At the time the loans closed, the average duration of time between the date a property is expected to be stabilized and the beginning of the purchase option window is 11 months.

2.
Additionally, we note in your response to prior comment 1 that you purchased a property for $9 million more than the purchase option price. Please provide to us additional details regarding this acquisition including the reason that the purchase price was higher than the option price.
In March 2015, after a preliminary look at the market for selling the property, the developer approached the Company to discuss selling the property to the Company prior to the option window opening in April 2016 when the property leased up sooner than expected and performed beyond expectations in occupancy, rental rates and rental growth rates. The developer at this time could have sold the property and paid off the existing loan from the Company, effectively cancelling the purchase option. The developer and the Company entered negotiations regarding a purchase prior to the purchase option window opening, taking into consideration many factors. Based on these negotiations, the Company agreed to acquire the property for $52.5 million, which was $9 million higher than the Company's option price of $43.5 million (which was not exercisable until April 2016). The renegotiated purchase price represented an approximate capitalization rate of 6.0% based on the trailing three months of net operating income annualized, which the Company believed was a reasonable market capitalization rate at the time.

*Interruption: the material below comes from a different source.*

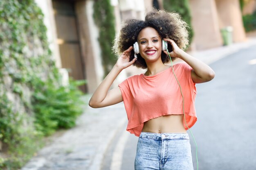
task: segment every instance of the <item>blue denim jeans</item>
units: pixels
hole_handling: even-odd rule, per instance
[[[141,132],[135,165],[135,170],[193,170],[189,135]]]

The Company acknowledges that:

• the Company is responsible for the adequacy and accuracy of the disclosure in the filing;

• Staff comments or changes to disclosure in response to Staff comments do not foreclose the Commission from taking any action with respect to the filings; and

• the Company may not assert Staff comments as a defense in any proceeding initiated by the Commission or any person under the federal securities laws of the United States.



November 16, 2015
Page 3


If you should have any additional questions, please contact either Leonard A. Silverstein, the Company’s President and Chief Operating Officer, at 770-818-4147 or me at 678-589-7734.





Sincerely,

/s/ Michael J. Cronin    
Michael J. Cronin
Chief Accounting Officer
Preferred Apartment Communities, Inc.




Cc:    John A. Williams
Chief Executive Officer, Preferred Apartment Communities, Inc.

Leonard A. Silverstein
President and Chief Operating Officer, Preferred Apartment Communities, Inc.

Jeffrey R. Sprain
Senior Vice President – Legal and General Counsel, Preferred Apartment Communities, Inc.